Check: The DataFrame should consist of 577 rows.
Exercise 2¶
Create a DataFrame with records of all males who survived the sinking of Titanic.
Check: The DataFrame should consist of 109 rows.
Exercise 3¶
Find the age of the oldest Titanic passenger.
Check: You should get 80.
Exercise 4¶
Get the record of the oldest passenger.
Check: The passenger was a male, embarked in Southampton, traveled in the first class and survived.
Exercise 5¶
Create a DataFrame with records of the 5 oldest females.

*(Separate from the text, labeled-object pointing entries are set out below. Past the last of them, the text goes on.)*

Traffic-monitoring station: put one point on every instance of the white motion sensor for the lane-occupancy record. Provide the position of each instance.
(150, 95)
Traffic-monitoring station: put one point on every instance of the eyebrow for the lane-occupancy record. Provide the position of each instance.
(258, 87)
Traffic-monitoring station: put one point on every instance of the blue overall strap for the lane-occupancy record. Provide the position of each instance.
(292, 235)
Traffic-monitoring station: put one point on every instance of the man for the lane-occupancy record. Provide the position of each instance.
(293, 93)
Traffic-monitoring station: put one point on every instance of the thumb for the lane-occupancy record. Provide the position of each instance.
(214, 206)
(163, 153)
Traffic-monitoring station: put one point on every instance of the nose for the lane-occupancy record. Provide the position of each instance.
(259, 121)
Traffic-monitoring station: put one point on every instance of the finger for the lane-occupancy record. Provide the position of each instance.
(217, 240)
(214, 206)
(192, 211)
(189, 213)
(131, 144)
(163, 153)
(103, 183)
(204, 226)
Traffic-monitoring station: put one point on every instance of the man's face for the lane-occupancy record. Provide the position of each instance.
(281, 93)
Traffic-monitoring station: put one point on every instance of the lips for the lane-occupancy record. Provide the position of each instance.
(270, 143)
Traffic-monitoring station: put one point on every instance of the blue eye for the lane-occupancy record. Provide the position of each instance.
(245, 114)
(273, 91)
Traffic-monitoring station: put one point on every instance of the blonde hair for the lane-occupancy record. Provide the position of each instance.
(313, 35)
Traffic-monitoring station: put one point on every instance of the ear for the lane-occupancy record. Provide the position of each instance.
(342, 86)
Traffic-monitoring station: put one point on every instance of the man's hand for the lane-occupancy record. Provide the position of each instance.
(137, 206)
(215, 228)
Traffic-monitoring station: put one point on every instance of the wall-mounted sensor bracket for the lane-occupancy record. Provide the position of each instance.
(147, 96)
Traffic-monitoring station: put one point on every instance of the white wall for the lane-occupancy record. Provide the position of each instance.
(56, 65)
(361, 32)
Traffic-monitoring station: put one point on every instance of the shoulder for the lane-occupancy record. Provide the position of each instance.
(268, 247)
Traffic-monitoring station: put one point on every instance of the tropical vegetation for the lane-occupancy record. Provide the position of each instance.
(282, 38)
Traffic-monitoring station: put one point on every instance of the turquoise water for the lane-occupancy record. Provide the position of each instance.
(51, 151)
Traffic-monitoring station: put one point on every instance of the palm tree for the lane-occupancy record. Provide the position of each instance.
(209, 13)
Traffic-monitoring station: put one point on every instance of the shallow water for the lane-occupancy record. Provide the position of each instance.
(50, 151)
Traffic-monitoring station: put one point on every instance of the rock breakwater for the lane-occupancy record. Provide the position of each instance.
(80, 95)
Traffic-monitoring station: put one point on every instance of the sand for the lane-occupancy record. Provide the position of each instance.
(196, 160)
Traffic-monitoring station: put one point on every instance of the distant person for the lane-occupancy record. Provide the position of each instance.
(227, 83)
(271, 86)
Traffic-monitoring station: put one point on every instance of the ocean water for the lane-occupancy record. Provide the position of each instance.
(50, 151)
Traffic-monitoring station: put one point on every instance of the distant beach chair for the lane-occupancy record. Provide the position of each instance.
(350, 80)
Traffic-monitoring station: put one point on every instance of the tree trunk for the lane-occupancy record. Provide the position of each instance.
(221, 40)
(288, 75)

Check: The ages of the women should be: 63, 63, 62, 60, and 58.
Exercise 6¶
Find the record of the oldest female who did not survive.
Check: She was 57, embarked in Southampton and traveled in the second class.
Exercise 7¶
Find the number of people who survived the sinking and the number of people who died.
Check: 342 survived, 549 died.
Exercise 8¶
What was the average age of people who survived?
Check: 28.34 years.
Exercise 9¶
There were three classes of passengers aboard Titanic: “First”, “Second” and “Third”. Compute what fraction of passengers traveling in each class survived.
Check: First: 0.629, Second: 0.473, Third: 0.242.